この項の例では、XMLを使用して、レポートに新しい問合せを追加するとともに、その問合せの結果を利用する新しいヘッダー・セクションを追加しています。

<report name="ref" DTDVersion="9.0.2.0.0">
  <data>
    <dataSource name="Q_summary">
      <select>select portid ports, locname locations from portdesc</select>
    </dataSource>
  </data>
  <layout>
    <section name="header">
      <tabular name="M_summary" template="BLAFbeige.tdf">
      <labelAttribute font="Arial" fontSize="10" 
                        fontStyle="bold" textColor="white"/>
      <field name="F_ports" source="ports" label="Port IDs" 
               font="Arial" fontSize="10"/>
      <field name="F_locations" source="locations" label="Port Names" 
               font="Arial" fontSize="10"/>
      </tabular>
    </section>
  </layout>
</report>

この例のXMLは、データ・モデルと完全なレイアウトを備えているため、単独で実行できます。

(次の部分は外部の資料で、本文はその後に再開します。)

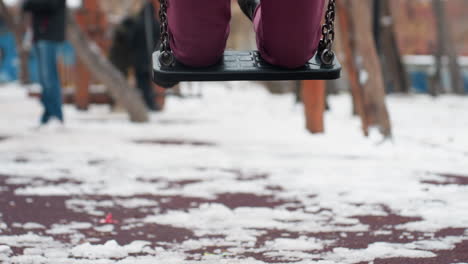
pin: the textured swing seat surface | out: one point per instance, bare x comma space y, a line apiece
243, 66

列名が必ず一意となるように、SELECT文では別名を使用します。別名を使用しなかった場合は、レポート列のデフォルト名が使用されるため、予定外の名前になる可能性があります(たとえば、portidではなくportid1など)。fieldタグのsource属性を指定する場合は、ソース列(フィールド)の正しい名前を使用する必要があるので、この名前の指定は重要なポイントになります。

labelAttribute要素は、レイアウト内のフィールド・ラベルの書式を定義します。これはfieldタグの開始と終了タグの外側にあるため、表形式レイアウトのすべてのラベルに適用されます。この書式をいずれか1つのフィールドに関連付ける場合は、この要素を<field></field>タグ・ペアの内側に配置します。グローバルおよびローカルのlabelAttribute要素が両方とも(1つは<field></field>タグ・ペアの外側に、もう1つは内側に)存在する場合は、ローカルなラベル属性がグローバルな属性より優先されます。

22.2.7 URLのエンコード

スペースおよび制御文字が正しく渡されるようにするには、レポートの各フィールドに対してURLエンコードをオンまたはオフにする必要があります。URLエンコードのオンとオフの切替えは、レポートにRW:FIELDタグを使用します。

<rw:field
...
urlEncode=yes|no
...
/>

urlEncodeのデフォルト値は、noです。